There is also the nuclear deterrence calculus. North Korea's nuclear weapons are, from Kim's perspective, the ultimate insurance policy against regime change — the lesson he drew from the fates of Gaddafi and Saddam Hussein, both of whom abandoned weapons of mass destruction programmes and subsequently were removed from power by Western military action. That insurance policy is only valuable as long as the United States takes it seriously. Actively joining a military confrontation with the U.S. would test whether the deterrent holds — a test Kim has every incentive to avoid.
The Most Likely Scenario
What Kim Jong-un will almost certainly do — and indeed is almost certainly already doing — is precisely what he has always done: exploit the crisis at the margins for maximum benefit with minimum direct exposure. He will continue arms sales through intermediaries.

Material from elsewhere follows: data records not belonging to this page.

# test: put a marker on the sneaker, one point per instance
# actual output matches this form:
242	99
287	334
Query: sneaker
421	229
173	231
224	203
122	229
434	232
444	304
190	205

He will use the American distraction to advance his weapons programmes quietly. He will make provocative statements that signal solidarity with the anti-Western bloc without committing to anything operationally significant. And he will watch, very carefully, to see how the conflict resolves — drawing lessons about the effectiveness of asymmetric strategies, the reliability of great-power patrons, and the costs and benefits of open confrontation with the United States.
The Korean Peninsula will not become a second front in this conflict. But the crisis will leave Pyongyang better armed, better funded, and better informed — which is, from Kim's perspective, as good an outcome as he could reasonably hope for.